So I take it you are on of those classical music fans who stubbornly refuses to enjoy Aaron Copland just because he happened to be born in the wrong century?
I tend to view the distinction between "modern" and "classical" physics as "discrete" versus "continuous". Or, in simpler terms, if it uses h, it's modern. Einstein is most famous for his work in classical physics, but he got his Nobel for his work in modern physics.
Methinks you need to expand your horizons a little there is lots of great classical music post 1900. You just haven't found it yet. Copland is a start and then there are several British composers too.
Even though I am well over 50 I keep discovering new stuff that I like that I had never seen or heard of before. Discovery continues. Like finding out this weekend that there are several kinds of Morris dancing.
Words of wisdom from Uncle Milty:
Advanced music, to the extent that it reflects the knowledge and originality of the informed composer, scarcely can be expected to appear more intelligible than these arts and sciences to the person whose musical education usually has been even less extensive than his background in other fields. But to this, a double standard is invoked, with the words music is music," implying also that "music is just music." Why not, then, equate the activities of the radio repairman with those of the theoretical physicist, on the basis of the dictum that "physics is physics." It is not difficult to find statements like the following, from the New York Times of September 8, 1 957: "The scientific level of the conference is so high that there are in the world only 120 mathematicians specializing in the field who could contribute." Specialized music on the other hand, far from signifying "height" of musical level, has been charged with "decadence," even as evidence of an insidious "conspiracy."
If h = 0 it is classical physics. Newton mathematized all physics then known, but EM came later. Einstein mathematized all physics then known, but h = h came later.
Classical physics can be falsified. Postulated isotropic vacuum can fail (teleparallelism) for angular momentum: physically spinning bodies, quantized momenta (particle and orbital as magnets), relativisitic spin-orbit coupling, geometric chirality. PSR J1903+0327 (arxiv/0805.2396) strong field kills all of them but geometric chirality (nonsuperposability with mirror image).
Parity is chirality in all directions. Covariance with respect to reflection in space and time is not required by the Poincaré group of Special Relativity or the Einstein group of General Relativity. Geometric parity of mass configuration is a huge loophole!
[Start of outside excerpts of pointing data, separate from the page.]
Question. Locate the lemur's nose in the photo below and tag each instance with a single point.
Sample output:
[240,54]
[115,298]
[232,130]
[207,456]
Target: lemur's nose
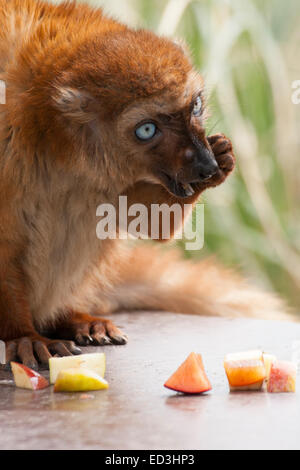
[203,161]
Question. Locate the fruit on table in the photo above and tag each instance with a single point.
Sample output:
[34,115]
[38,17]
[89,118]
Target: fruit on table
[94,362]
[79,379]
[282,377]
[28,378]
[245,370]
[268,361]
[190,377]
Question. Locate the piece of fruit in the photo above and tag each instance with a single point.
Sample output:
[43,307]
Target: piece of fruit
[190,377]
[268,361]
[79,379]
[282,377]
[93,361]
[245,370]
[28,378]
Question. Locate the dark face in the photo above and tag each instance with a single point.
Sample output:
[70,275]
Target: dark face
[168,139]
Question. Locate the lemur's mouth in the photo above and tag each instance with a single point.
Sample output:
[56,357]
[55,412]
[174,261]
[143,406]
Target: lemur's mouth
[178,188]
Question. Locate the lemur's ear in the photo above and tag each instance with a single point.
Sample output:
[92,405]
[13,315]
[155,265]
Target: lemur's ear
[183,46]
[75,104]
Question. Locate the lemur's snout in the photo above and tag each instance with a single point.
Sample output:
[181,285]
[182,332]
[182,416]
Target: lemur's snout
[207,166]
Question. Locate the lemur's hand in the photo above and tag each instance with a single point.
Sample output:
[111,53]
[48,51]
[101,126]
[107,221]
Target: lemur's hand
[222,149]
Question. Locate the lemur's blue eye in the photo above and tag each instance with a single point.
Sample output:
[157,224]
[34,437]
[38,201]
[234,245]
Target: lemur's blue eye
[146,131]
[197,107]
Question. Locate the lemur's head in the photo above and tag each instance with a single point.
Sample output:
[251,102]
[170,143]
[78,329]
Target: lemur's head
[145,107]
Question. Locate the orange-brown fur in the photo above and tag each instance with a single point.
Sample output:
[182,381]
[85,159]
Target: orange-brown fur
[77,83]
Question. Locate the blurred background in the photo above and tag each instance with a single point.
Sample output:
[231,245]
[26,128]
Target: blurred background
[248,52]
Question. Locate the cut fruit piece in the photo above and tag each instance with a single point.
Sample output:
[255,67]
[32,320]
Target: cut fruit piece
[93,361]
[28,378]
[79,379]
[245,370]
[190,377]
[283,377]
[268,361]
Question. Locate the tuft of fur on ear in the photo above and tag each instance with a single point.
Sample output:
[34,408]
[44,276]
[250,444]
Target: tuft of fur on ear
[75,104]
[182,44]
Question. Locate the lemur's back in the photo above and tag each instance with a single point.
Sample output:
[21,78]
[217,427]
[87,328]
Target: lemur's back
[24,19]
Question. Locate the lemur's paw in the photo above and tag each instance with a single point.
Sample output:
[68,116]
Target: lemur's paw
[98,332]
[223,152]
[35,351]
[87,330]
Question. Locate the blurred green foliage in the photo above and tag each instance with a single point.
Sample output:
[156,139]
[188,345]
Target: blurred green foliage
[248,52]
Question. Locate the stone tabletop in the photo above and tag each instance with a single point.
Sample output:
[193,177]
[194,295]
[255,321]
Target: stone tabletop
[137,412]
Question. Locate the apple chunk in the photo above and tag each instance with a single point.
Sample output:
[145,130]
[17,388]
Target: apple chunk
[28,378]
[282,377]
[93,361]
[79,380]
[245,370]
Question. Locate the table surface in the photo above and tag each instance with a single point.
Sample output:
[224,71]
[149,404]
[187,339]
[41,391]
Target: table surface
[137,412]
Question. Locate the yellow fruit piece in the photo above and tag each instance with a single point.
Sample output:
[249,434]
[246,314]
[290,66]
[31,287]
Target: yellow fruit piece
[79,380]
[245,371]
[94,362]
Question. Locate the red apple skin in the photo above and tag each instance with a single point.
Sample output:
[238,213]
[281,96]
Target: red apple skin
[35,380]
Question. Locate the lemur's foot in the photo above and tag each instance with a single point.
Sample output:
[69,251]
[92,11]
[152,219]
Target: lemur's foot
[223,152]
[87,330]
[34,351]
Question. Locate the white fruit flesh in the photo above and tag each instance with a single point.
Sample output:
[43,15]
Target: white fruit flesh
[79,380]
[94,362]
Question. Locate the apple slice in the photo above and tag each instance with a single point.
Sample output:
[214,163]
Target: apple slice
[245,370]
[79,379]
[190,377]
[283,377]
[93,361]
[28,378]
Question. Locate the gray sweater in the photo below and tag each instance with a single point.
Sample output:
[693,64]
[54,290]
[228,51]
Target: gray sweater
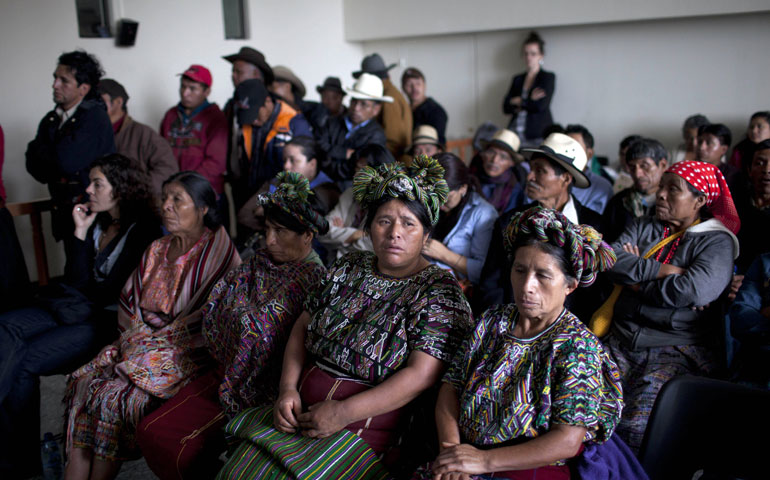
[662,313]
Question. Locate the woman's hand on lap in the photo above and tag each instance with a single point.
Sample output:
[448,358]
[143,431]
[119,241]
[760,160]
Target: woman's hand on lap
[461,458]
[323,419]
[287,408]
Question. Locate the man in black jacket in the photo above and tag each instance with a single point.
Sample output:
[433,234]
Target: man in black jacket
[341,136]
[554,168]
[70,137]
[647,160]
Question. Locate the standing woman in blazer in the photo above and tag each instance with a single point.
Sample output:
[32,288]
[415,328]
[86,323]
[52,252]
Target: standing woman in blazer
[529,98]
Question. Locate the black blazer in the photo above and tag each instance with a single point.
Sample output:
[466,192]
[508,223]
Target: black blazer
[538,111]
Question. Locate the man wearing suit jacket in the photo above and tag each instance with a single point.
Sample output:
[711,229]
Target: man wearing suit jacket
[555,167]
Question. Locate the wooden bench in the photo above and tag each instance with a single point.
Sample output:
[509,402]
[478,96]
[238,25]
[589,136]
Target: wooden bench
[462,147]
[35,209]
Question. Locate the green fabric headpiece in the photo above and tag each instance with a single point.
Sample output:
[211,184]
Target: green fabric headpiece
[423,180]
[291,196]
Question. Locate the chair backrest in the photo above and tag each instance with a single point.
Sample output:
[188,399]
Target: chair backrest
[699,423]
[34,209]
[462,147]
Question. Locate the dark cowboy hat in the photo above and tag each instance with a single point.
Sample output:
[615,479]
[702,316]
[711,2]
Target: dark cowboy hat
[254,57]
[331,83]
[373,64]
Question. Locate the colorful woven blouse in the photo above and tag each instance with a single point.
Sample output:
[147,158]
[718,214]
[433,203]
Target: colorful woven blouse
[366,324]
[247,321]
[511,387]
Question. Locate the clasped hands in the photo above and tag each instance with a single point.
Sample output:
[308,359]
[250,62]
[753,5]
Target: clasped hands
[459,462]
[322,419]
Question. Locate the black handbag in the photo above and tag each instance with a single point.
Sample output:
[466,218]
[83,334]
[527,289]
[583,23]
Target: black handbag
[68,305]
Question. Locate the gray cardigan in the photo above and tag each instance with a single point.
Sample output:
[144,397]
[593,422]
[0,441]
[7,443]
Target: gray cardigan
[662,312]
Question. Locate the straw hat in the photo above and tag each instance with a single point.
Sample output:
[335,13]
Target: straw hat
[368,87]
[567,152]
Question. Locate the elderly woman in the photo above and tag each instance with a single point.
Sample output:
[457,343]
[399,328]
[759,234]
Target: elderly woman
[159,349]
[346,233]
[532,384]
[246,322]
[71,321]
[375,335]
[461,237]
[671,269]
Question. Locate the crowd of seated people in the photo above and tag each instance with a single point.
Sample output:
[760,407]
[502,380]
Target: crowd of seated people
[379,308]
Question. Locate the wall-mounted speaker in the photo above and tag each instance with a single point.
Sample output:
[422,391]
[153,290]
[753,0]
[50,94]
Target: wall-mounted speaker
[127,32]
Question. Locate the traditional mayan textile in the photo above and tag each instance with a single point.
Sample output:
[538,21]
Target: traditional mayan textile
[644,372]
[510,388]
[156,354]
[366,324]
[341,456]
[291,196]
[247,321]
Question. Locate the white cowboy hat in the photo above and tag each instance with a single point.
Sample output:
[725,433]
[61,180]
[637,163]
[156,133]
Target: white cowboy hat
[368,87]
[505,139]
[567,152]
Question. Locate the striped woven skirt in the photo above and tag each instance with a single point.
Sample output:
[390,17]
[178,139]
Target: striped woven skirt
[352,453]
[645,372]
[266,453]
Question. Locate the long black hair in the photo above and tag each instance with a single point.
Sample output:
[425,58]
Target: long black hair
[130,187]
[201,192]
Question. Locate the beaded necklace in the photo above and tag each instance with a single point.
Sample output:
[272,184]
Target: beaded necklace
[670,255]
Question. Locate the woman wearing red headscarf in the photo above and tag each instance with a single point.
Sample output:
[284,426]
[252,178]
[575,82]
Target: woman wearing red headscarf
[671,269]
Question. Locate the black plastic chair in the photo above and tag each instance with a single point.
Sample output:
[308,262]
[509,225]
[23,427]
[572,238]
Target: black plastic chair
[699,423]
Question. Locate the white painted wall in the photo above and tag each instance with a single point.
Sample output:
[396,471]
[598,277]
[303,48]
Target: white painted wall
[172,35]
[632,77]
[617,78]
[367,20]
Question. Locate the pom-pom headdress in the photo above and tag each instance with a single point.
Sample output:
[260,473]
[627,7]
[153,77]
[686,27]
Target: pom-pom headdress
[423,180]
[291,196]
[587,253]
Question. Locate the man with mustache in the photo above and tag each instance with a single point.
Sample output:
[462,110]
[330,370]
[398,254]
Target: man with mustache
[646,160]
[555,167]
[71,136]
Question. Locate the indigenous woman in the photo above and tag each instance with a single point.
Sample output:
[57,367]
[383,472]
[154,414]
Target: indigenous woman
[671,268]
[502,179]
[246,322]
[346,233]
[73,320]
[532,384]
[375,335]
[159,349]
[461,238]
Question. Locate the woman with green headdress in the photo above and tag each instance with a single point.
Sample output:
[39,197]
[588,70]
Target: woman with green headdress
[246,322]
[532,383]
[375,335]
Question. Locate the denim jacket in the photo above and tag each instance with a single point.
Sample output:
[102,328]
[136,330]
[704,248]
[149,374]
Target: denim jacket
[471,235]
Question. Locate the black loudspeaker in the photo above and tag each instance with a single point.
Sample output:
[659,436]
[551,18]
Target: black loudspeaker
[127,32]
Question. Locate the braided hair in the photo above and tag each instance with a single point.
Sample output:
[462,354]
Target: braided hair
[582,246]
[422,181]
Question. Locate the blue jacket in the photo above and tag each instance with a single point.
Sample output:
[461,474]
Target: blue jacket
[471,234]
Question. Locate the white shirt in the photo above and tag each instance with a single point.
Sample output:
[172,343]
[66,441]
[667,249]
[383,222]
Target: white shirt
[569,211]
[66,114]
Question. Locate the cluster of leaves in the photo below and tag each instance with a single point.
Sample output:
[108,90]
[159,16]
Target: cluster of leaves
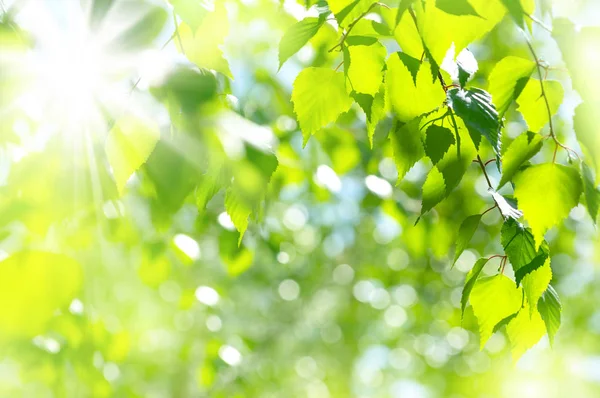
[446,123]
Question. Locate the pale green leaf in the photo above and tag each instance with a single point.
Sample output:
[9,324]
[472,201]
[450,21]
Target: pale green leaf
[438,140]
[203,45]
[587,130]
[523,148]
[535,284]
[591,192]
[128,146]
[524,331]
[533,106]
[507,80]
[470,281]
[434,190]
[297,36]
[546,193]
[33,287]
[365,69]
[493,299]
[440,30]
[465,233]
[409,100]
[407,146]
[550,308]
[319,97]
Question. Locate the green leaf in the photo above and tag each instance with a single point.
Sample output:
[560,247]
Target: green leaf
[364,73]
[546,193]
[319,97]
[456,7]
[128,146]
[346,11]
[434,190]
[535,284]
[470,281]
[519,246]
[524,331]
[591,192]
[493,299]
[297,36]
[507,80]
[465,233]
[587,130]
[438,140]
[475,108]
[408,99]
[550,308]
[523,148]
[440,30]
[516,11]
[533,106]
[202,45]
[33,287]
[407,146]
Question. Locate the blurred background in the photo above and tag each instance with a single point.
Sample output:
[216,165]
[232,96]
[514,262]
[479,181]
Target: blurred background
[123,284]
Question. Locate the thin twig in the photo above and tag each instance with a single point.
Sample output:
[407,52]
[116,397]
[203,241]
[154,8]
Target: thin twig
[351,26]
[552,133]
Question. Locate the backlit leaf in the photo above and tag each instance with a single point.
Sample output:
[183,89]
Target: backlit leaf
[507,80]
[128,146]
[533,106]
[550,308]
[297,36]
[523,148]
[475,108]
[493,299]
[470,281]
[465,233]
[546,194]
[407,146]
[319,97]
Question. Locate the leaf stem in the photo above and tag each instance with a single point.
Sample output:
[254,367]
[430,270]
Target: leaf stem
[547,103]
[351,26]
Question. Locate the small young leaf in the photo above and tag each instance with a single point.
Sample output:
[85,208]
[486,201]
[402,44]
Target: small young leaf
[493,299]
[470,282]
[591,192]
[550,308]
[465,233]
[507,80]
[407,99]
[319,97]
[297,36]
[475,108]
[524,331]
[532,104]
[535,284]
[407,146]
[523,148]
[546,193]
[438,140]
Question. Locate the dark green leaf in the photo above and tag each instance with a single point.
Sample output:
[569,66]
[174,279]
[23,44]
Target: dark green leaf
[465,233]
[550,308]
[438,140]
[475,108]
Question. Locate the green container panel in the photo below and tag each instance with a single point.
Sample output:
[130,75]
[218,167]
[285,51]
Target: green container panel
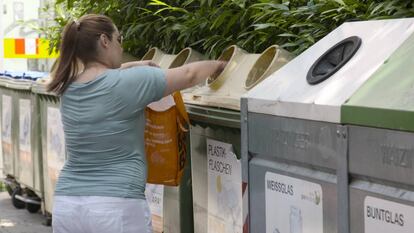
[386,99]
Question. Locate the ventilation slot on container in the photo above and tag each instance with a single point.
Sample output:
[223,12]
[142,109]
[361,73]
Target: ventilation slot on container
[333,59]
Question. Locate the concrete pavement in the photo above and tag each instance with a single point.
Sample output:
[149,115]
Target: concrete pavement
[13,220]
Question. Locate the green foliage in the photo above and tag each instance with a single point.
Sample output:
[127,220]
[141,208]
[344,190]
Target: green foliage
[210,26]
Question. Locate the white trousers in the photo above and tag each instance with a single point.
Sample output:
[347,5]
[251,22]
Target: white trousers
[92,214]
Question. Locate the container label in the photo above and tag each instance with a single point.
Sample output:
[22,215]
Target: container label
[224,188]
[387,216]
[55,143]
[292,205]
[25,131]
[155,198]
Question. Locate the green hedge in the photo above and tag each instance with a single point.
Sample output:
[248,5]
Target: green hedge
[209,26]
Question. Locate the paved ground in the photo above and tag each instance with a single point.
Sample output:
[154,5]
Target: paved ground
[13,220]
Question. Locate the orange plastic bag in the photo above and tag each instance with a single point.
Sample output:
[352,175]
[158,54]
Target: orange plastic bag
[165,140]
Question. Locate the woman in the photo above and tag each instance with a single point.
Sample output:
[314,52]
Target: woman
[101,186]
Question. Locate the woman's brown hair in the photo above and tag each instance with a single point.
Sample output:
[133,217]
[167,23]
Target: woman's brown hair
[79,44]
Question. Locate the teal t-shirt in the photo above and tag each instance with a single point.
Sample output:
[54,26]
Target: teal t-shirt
[103,122]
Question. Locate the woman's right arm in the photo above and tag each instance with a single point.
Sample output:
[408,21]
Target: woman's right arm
[191,74]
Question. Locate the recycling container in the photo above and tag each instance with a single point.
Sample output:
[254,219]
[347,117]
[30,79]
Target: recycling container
[296,145]
[52,140]
[214,110]
[28,158]
[381,150]
[9,122]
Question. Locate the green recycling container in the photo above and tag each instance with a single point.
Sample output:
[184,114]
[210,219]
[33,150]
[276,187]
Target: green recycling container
[52,140]
[8,123]
[27,137]
[380,116]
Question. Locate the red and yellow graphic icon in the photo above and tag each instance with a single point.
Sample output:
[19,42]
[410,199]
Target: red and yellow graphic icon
[27,48]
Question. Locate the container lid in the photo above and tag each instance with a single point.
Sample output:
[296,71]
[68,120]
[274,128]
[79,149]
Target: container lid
[345,59]
[386,100]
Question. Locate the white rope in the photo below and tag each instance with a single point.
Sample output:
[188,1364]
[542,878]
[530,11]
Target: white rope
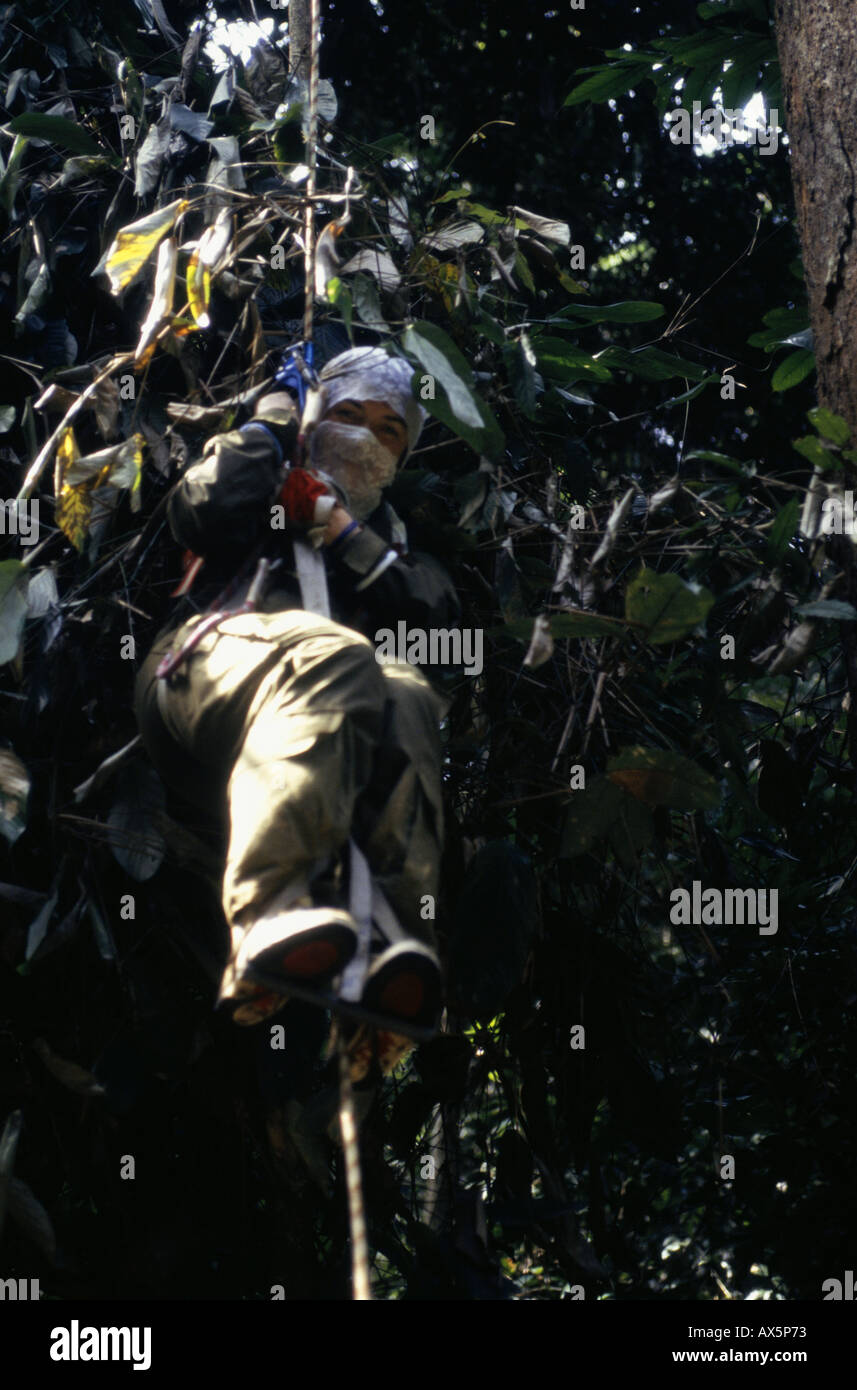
[310,161]
[314,587]
[347,1125]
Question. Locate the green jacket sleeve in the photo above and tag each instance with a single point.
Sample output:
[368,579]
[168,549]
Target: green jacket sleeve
[220,506]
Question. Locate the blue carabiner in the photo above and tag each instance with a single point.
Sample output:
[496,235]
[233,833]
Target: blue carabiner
[295,371]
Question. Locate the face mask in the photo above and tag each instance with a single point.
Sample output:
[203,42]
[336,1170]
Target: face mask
[357,462]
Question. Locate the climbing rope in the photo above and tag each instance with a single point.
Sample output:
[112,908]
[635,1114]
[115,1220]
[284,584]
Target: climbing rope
[347,1119]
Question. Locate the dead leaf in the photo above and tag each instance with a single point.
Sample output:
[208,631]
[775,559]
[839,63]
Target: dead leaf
[70,1075]
[28,1212]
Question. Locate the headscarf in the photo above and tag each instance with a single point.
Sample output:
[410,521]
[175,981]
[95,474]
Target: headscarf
[371,374]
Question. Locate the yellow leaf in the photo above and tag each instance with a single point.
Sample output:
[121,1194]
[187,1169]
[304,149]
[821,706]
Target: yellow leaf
[72,513]
[85,480]
[135,243]
[199,289]
[67,453]
[211,248]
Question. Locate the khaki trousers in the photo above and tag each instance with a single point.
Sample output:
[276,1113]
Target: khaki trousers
[290,720]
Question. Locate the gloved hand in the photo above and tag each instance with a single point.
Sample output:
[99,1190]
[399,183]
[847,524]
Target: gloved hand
[306,498]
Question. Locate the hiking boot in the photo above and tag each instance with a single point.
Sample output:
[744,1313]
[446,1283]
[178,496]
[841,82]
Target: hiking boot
[403,982]
[307,945]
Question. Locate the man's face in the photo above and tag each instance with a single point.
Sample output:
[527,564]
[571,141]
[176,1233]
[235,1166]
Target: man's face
[377,416]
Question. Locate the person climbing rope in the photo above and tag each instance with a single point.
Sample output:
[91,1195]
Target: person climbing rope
[286,717]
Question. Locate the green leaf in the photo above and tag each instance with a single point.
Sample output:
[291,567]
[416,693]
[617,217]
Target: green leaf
[724,460]
[9,184]
[835,609]
[793,370]
[663,779]
[340,296]
[627,312]
[456,402]
[589,816]
[829,426]
[652,364]
[56,129]
[813,449]
[782,531]
[367,305]
[563,362]
[13,608]
[521,375]
[610,81]
[666,606]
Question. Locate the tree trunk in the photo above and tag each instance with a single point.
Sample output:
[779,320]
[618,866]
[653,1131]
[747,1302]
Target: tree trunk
[818,56]
[299,39]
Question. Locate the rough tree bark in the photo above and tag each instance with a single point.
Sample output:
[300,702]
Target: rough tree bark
[818,57]
[299,39]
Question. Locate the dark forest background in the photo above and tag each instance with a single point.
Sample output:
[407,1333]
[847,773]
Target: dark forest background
[663,382]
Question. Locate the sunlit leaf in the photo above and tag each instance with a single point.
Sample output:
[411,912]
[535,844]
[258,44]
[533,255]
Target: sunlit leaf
[135,243]
[160,307]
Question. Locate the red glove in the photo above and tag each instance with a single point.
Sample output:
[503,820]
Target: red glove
[300,496]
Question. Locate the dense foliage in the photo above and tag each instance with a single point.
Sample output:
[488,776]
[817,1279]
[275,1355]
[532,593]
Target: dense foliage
[611,478]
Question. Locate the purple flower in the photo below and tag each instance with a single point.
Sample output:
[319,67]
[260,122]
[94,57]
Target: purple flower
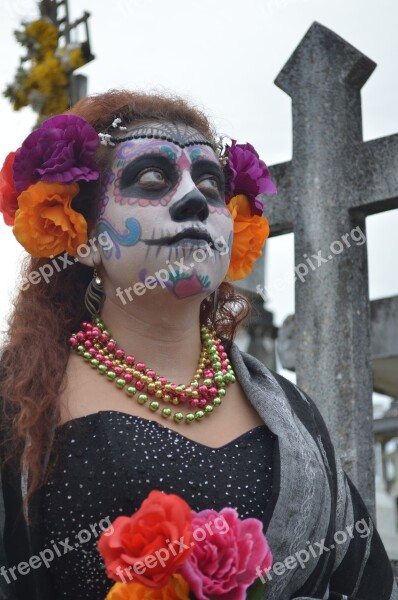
[60,150]
[248,175]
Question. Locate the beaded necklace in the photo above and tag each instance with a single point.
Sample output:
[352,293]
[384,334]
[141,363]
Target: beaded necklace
[205,392]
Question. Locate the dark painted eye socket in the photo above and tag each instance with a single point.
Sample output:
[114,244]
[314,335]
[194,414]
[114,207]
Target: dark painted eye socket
[149,176]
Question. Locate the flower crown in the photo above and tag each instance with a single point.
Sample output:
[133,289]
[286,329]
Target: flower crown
[39,181]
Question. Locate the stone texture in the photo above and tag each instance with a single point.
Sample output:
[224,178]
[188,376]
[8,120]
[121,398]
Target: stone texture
[333,181]
[384,345]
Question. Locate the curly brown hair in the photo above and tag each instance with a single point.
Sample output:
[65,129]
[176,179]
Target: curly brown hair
[35,352]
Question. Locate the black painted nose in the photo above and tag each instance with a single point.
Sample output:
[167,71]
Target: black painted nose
[192,206]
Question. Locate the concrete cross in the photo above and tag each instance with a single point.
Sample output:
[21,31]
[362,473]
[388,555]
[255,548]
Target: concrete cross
[333,182]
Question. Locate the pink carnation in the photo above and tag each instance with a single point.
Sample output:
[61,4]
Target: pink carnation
[223,565]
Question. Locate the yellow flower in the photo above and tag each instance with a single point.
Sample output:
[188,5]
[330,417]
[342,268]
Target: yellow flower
[44,32]
[176,589]
[250,233]
[45,223]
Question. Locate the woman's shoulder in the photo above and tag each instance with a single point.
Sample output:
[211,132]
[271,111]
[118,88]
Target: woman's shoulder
[260,380]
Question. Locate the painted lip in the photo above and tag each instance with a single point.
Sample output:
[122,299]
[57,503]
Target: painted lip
[191,235]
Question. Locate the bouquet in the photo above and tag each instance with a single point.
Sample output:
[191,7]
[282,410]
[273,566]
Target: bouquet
[166,551]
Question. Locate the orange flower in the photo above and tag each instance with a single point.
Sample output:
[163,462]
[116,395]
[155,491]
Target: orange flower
[250,233]
[176,589]
[45,223]
[8,195]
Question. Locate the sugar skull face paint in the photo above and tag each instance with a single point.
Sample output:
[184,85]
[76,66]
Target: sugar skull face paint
[163,204]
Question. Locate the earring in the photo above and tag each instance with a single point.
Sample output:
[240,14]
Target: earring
[94,297]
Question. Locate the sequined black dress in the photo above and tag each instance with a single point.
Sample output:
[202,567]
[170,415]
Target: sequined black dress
[110,461]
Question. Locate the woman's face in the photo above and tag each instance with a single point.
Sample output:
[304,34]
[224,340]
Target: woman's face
[163,208]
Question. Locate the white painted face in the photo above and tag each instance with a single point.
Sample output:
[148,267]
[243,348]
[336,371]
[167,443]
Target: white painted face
[163,208]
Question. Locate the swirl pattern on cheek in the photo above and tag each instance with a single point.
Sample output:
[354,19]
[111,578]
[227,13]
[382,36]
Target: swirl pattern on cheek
[128,237]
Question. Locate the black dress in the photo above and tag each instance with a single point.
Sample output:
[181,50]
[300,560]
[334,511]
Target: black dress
[108,464]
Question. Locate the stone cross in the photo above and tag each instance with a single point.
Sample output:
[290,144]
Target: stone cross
[325,192]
An observed chiral anisotropic vacuum background, through Noether's theorem, unrequires conservation of angular momentum. Single crystal quartz test masses in space groups P3(1)21 and P3(2)21 are the opposite shoes compared in a parity Eotvos experiment. Somebody should look.
Nutty music is some of my favorite music.
I agree with the other posters who say you're missing out on a lot of good post-1900 classical music. If you happen not to like twelve-tone music, that's fine; I don't either. If you're not into John Cage, I'm fine with that, too; much of his work is meta-music rather than music. But there are quite a few good composers from the 20th century: Copland, Holst, Gershwin, Grainger, Britten, Vaughan Williams, and Milhaud, to name a few.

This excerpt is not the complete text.